Area of a semi circle on a rectangle First of all forgive my very poor and not to scale drawing. Also for the not so good looking maths formatting
Essentially I am looking for the area of the shaded part.
This is what I've gotten so far
Area of larger circle with radius being $20+w$ minus area of inner circle radius of $20$. Add the area of the rectangle which has a length of $40+2w$ and a length of $w$.
so the final equation is
$$
A = \frac{\pi}{2} ( w^2 + 40w ) + 2w^2 + 40w
$$
it asks to find $w$ when the area is given (i.e. $A = 200$). I haven't been able to solve it without having to go through a long messy quadratic equation, or is there a more straightforward way and I went wrong somewhere?
Thanks!
 A: It is easier to take the mean radius $R_m$ of shaded circle:
$R_m=\frac {20+20+w}2=20+\frac w 2$
Then the area is:
$$A =w\cdot R_m\cdot \pi+20 w=w(20+\frac w 2)\pi+20w=\frac{\pi}2 w^2+20(\pi+1)w$$
This is a  function of degree two that can be easily plotted.
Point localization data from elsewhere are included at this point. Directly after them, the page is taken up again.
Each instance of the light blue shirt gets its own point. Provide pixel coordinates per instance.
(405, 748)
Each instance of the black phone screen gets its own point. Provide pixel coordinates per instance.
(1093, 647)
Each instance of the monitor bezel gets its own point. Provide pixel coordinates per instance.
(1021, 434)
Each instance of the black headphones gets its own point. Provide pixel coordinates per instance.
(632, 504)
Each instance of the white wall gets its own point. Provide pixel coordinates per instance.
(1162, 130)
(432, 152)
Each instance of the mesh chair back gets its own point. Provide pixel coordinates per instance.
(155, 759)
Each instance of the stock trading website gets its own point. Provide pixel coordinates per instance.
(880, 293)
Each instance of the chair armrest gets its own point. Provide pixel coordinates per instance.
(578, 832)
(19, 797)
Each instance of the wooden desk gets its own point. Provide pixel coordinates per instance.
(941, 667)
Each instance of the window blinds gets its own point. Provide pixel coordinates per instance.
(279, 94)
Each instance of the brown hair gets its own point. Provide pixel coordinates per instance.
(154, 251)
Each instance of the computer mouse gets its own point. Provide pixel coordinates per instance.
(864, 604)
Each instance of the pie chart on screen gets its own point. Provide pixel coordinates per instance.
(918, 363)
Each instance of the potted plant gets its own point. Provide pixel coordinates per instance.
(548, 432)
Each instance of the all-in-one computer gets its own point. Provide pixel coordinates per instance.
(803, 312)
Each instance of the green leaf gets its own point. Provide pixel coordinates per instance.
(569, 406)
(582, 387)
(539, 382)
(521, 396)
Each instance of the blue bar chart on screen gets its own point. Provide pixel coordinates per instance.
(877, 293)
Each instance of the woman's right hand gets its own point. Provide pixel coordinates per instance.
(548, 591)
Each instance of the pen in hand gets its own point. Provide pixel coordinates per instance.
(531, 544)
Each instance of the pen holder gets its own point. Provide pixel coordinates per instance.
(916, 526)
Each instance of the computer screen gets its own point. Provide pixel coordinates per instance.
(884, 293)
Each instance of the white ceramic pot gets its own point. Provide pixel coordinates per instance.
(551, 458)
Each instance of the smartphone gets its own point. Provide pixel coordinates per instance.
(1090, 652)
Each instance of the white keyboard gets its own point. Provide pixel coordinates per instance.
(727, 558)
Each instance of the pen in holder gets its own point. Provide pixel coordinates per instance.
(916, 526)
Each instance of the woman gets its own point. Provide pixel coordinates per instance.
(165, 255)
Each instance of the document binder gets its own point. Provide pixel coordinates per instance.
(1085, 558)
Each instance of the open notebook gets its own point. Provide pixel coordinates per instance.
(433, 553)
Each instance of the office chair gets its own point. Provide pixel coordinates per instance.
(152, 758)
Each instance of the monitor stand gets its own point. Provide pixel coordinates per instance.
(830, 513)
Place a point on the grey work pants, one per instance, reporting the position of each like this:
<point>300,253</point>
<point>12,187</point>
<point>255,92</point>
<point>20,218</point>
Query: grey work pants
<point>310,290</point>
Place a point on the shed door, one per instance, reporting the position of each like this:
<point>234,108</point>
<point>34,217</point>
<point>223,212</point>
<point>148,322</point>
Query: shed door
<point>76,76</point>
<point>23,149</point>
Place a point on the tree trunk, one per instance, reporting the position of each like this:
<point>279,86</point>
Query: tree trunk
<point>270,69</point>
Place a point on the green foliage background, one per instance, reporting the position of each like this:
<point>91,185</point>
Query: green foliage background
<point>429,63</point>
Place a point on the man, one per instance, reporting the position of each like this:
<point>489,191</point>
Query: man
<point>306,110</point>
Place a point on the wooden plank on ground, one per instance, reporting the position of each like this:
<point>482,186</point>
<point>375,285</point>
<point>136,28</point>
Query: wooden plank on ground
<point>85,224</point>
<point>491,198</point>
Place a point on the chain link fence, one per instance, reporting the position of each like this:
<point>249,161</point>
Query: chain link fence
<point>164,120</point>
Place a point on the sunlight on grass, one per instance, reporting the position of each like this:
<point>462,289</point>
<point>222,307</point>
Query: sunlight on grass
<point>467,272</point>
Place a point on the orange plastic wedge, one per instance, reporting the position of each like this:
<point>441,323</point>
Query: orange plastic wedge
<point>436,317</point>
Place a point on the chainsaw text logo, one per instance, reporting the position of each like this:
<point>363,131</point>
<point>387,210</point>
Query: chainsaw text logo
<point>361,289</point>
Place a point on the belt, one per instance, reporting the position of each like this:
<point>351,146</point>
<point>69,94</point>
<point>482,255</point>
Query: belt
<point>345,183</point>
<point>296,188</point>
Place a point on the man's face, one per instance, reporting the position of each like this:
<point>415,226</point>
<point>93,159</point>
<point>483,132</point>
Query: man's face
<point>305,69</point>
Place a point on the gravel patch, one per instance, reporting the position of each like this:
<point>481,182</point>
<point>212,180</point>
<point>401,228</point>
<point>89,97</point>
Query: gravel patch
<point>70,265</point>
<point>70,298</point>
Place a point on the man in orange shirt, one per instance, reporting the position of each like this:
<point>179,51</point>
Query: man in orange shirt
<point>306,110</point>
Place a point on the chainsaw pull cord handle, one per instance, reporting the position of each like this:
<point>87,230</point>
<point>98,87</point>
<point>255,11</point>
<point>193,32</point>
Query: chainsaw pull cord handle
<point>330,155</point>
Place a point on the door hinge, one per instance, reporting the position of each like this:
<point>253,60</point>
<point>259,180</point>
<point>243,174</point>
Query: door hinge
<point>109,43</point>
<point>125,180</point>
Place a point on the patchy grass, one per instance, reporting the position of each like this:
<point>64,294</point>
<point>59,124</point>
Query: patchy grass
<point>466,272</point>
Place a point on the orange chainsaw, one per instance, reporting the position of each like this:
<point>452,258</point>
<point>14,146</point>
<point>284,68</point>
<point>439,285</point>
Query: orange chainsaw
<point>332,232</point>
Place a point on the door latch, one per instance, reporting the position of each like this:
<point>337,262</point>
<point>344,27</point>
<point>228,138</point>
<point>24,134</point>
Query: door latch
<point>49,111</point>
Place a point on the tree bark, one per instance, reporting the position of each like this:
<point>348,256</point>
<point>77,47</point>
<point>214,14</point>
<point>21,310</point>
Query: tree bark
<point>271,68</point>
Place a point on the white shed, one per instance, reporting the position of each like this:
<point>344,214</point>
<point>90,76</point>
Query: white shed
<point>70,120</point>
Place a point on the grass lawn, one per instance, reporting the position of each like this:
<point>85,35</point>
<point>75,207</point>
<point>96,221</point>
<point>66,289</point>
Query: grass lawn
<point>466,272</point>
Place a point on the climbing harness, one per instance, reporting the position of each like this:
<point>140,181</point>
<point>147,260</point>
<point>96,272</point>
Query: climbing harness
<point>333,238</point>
For $A=200$ you can find w:
$$A\approx\frac{\pi}2 w^2+20(\pi+1)w\approx 1.57 w^2+82.8 w=200$$
which gives $w\approx 2.3$
A: This formula for the area is correct:

$$
A = \frac{\pi}{2} ( w^2 + 40w ) + 2w^2 + 40w
$$


I haven't been able to solve it without having to go through a long messy quadratic equation, or is there a more straightforward way and I went wrong somewhere?

There is no more straightforward way.
Let $P=\pi/2+2$, $Q=40(\pi/2+1)$ then if $A=Pw^2+Qw$ solutions for $w$ are
$$
-Q\pm\sqrt{Q^2+4\times A\times P}\over2P
$$
Let $A=200$ and I used a computer to do the calculation.
package main

import (
    "fmt"
    "math"
)

var Q = 40 * (math.Pi/2 + 1)
var P = math.Pi/2 + 2

func area(w float64) float64 {
    return P*w*w + Q*w
}
func main() {
    A := 200.0
    sqrt := math.Sqrt(Q*Q + 4*A*P)
    rpos := (-Q + sqrt) / (2 * P)
    rneg := (-Q - sqrt) / (2 * P)
    fmt.Printf("%g %g %g %g\n", rpos, area(rpos), rneg, area(rneg))
}

Run it online here: https://go.dev/play/p/sfZcbmdNJjh
1.8287874459276476 199.9999999999999 -30.6268043756965 200

Since the length of the shaded part is about $L\approx 20+20+65$ and the area is $\approx L\times w$ we would expect a $w$ value just under 2, so this answer makes sense.
Obviously the negative value seems to be physically meaningless, since the initial radius is 20.